DO: Each other. Sex, or at a minimum cuddling and affection, can help reconnect and reassure.
2. Anxiety Cards
When you are feeling jealous or insecure and have repeated negative thoughts in your mind telling you that you are undesirable, bad in bed, not as good as her partner’s other dates, and all sorts of negative things, consider externalizing the thoughts by writing them on index cards so you can see them in black and white. Once they are outside of your head, they may seem less powerful and more patently ridiculous scrawled on the page. Then, you can write countermeasures or defensive strategies on the back, defending yourself against the barrage of disdain and recrimination. Next, you can give these cards to your partner who can write their own thoughts on the back of the cards, thoughts of how much they love you, what they love about you, and why they want to be with you. Any time you begin to feel those uncomfortable feelings or think those negative thoughts, you can pull out the cards and have some ammunition to use against the painful self-talk. Eventually you might not need to even look at the cards much anymore, because you will come to know the responses and can use them to defend yourself against the jealousy and insecurity.
3. Invest in Yourself
Jealousy is about what is happening with someone else, and takes the locus of attention from yourself to place it in the external world. One of the primary ways to combat this is to refocus on yourself. When you are feeling jealous, you can reclaim the energy that is flowing out to someone else and instead redirect it to yourself by doing something fun like a hobby you enjoy, learning something new, spending time with dear friends or making new friends, getting some exercise, taking a nap, writing in your journal, or meditating or praying.

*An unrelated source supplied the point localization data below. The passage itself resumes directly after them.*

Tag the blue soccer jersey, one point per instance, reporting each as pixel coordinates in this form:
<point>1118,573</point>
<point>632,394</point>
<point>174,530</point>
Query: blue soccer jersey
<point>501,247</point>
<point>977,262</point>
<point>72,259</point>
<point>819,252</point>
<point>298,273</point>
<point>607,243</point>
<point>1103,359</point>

In her excellent resource The Jealousy Workbook, author and counselor Kathy Labriola explains how jealousy is almost always related to underlying feelings of fear, anger, or sadness that are the true root of the jealousy which is more of a symptom of one of those foundational emotions. Uncovering and facing those feelings can be the best antidote to jealousy and help you deal with the true underlying issues. Labriola encourages her readers to create a “jealousy pie chart” to help identify and master the emotions that make up jealousy.
5. Get Support
Jealousy can be incredibly painful and difficult to face, especially alone. If you are plagued by difficult feelings of jealousy, get some external support in dealing with it. First and foremost, talk to your partner about your feelings. Simply expressing yourself and getting the feelings out of your head and in to some fresh air can change your internal experience significantly. Your partner may also be able to offer some reassurance and healing attention to help calm the fear/anger/sadness and reinforce the good things about your relationship. Second, get support from friends and family. This can be tricky if they are uncomfortable with your poly relationship and are tempted to use your expression of pain as an opening to say, “See, I told you so! What did you expect?” If you think your usual/non-poly social support sources might react negatively, then seek out poly community resources like the chat to find support from others who understand polyamory. Good places to find this support are Loving More’s discussion forum they call the Lovelist, and the Polyamory Information Page which has lots of links to great resources. Finally, I provide one-time consultations and ongoing relationship coaching for people dealing with issues related to polyamory and BDSM.
When Jealousy is Good
Although the feeling of jealousy is almost always incredibly uncomfortable, it can be a positive signal that triggers self-protective mechanisms. When something is breaching your personal boundaries or acting as a threat to your ongoing mental, physical, or emotional health, then jealousy can make you take notice. The tricky thing is being able to distinguish between the kind of pernicious jealousy that hampers self-growth and poisons relationships, and the protective jealousy that signals a real threat or boundary violation. An external view from a neutral party can offer the perspective to help distinguish between the types of jealousy.